Cet Odori, c’est aussi l’occasion de déguster de la cuisine traditionnelle haut de gamme (tel le fameux Shokado Bento) préparée par les ryôtei de Shinbashi qui cuisinent pour les banquets de geishas du quartier. Ryôtei magnifiquement vêtues qu’il sera également possible de rencontrer et d’observer sur scène durant le spectacle. Le tout est largement arrosé de saké versé dans un masu, cette coupe carrée en bois dans laquelle on déguste traditionnellement le breuvage légèrement alcoolisé. Chaque visiteur pourra repartir avec son masu en guise de souvenir.
Pour ce qui est de la représentation à laquelle nous avons pu assister, ce qui nous a particulièrement frappé fut le peu de personnes présentes. À peine la moitié de la salle était pleine et le gris était la couleur qui dominait les têtes. Très peu de jeunes gens présents, voire pas du tout. Quelle infinie tristesse de voir les jeunes Japonais tourner le dos à leur propre culture, si riche, si merveilleuse. Les étrangers, également, étaient aux abonnés absents. Poulpy n’en a pas vu un seul, si ce n’est son reflet dans un miroir.
Là encore, on peut se questionner. Manque d’information ? de communication ? d’intérêt ? Comment un tel évènement grandiose peut passer à ce point inaperçu alors que Kyoto croule littéralement sous le poids du tourisme de masse ? Le contraste est radical. L’interdiction d’y faire des photographies n’y est-elle pas pour quelque-chose à l’époque d’Instagram ? Difficile à dire.
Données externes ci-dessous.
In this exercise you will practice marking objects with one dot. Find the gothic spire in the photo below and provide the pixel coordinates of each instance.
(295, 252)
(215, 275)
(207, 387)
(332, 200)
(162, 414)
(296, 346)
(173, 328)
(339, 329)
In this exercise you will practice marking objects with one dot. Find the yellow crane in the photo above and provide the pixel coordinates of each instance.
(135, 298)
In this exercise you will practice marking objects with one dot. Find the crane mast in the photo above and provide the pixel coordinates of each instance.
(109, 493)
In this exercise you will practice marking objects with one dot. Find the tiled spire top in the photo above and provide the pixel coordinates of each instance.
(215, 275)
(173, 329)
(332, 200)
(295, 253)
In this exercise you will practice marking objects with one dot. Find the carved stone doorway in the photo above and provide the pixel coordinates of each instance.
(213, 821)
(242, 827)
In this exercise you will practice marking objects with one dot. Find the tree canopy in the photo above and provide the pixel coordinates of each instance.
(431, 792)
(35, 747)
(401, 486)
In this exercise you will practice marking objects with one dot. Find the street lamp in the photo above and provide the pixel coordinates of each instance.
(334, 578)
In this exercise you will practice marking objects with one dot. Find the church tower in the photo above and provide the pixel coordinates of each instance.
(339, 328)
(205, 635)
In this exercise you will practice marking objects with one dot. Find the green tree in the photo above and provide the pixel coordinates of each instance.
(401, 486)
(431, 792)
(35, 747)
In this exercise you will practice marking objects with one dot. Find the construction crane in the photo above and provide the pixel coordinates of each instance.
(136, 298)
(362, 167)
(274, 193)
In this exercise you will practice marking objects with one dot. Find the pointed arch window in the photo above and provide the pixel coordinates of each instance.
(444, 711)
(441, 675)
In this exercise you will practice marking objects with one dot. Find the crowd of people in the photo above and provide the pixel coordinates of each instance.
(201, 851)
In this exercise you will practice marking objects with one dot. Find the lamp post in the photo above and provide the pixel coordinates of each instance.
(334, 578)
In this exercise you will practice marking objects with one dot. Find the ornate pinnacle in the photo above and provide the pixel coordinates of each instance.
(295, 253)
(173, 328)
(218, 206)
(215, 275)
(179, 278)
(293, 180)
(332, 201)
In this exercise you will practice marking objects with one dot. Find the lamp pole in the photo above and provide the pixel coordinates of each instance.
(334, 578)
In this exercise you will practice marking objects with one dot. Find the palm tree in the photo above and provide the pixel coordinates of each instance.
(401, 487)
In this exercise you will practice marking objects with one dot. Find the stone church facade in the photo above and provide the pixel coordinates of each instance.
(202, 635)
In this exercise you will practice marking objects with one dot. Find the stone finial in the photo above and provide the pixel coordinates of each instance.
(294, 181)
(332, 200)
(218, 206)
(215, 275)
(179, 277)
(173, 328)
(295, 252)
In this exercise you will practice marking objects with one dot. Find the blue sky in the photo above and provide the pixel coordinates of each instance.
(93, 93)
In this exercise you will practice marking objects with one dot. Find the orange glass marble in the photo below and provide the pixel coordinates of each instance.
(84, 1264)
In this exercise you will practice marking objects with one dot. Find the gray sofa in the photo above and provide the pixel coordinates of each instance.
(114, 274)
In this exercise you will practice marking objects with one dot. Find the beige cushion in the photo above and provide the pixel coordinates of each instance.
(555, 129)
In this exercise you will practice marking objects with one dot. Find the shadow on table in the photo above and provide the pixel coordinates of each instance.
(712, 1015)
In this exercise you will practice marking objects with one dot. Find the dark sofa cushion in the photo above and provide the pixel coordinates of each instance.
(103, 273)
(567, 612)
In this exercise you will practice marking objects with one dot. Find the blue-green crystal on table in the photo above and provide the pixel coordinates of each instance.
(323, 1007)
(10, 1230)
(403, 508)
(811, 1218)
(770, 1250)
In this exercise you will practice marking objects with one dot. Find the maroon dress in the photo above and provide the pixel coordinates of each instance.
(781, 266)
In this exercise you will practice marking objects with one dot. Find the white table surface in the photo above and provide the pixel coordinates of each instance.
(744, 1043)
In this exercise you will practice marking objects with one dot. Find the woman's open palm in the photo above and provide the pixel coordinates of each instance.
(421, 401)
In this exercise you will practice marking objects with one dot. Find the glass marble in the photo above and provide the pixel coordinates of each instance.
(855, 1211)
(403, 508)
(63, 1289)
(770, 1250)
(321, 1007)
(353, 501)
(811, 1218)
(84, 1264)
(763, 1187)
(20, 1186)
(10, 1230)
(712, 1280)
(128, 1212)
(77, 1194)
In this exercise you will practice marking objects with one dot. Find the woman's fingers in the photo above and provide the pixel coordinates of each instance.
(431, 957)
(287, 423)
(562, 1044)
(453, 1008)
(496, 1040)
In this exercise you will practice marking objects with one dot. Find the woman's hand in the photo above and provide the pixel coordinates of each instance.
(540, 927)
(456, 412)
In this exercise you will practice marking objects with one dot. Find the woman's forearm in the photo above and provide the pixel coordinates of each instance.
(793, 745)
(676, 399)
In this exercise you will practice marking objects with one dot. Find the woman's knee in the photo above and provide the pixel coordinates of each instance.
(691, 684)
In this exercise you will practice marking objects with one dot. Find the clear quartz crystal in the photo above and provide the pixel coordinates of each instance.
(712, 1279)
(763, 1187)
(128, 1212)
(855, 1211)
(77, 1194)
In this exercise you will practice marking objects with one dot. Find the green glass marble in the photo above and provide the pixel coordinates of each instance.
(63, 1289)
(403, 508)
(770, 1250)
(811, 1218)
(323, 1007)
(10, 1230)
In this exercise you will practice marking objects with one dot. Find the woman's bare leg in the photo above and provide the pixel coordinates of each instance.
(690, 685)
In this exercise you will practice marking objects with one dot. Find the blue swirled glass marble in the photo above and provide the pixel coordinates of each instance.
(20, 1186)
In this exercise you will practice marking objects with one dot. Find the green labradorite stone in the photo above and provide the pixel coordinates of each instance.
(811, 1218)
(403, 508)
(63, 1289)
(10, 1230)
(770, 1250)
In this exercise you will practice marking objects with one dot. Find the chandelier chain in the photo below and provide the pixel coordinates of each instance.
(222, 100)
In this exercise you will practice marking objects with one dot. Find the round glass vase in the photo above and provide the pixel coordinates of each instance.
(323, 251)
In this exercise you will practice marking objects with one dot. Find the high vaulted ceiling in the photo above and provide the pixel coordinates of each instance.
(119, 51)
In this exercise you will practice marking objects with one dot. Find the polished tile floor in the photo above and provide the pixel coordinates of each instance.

Pourtant, nombreux sont les étrangers à vouloir rencontrer des geishas, apprécier le saké ou encore vouloir assister à une cérémonie du thé : tout ce que propose l’Azuma Odori. Il semblerait donc que dans l’imaginaire touristique, la geisha soit associée par défaut au Kansai et à Kyoto. Devant nous yeux éblouis, nous ne pouvons que constater l’erreur. Mais alors, comment réhabiliter cet Odori à l’étranger et chez les jeunes japonais ? En définitive, n’est-pas une bonne chose pour les fans du genre ? Voire même un secret bien gardé que nos fans attentifs sauront faire fructifier l’année prochaine ? Dans tous les cas, voilà un enjeu de taille pour l’avenir des geishas de Tokyo qui doivent assurer leur survie dans une culture moderne en constante révolution.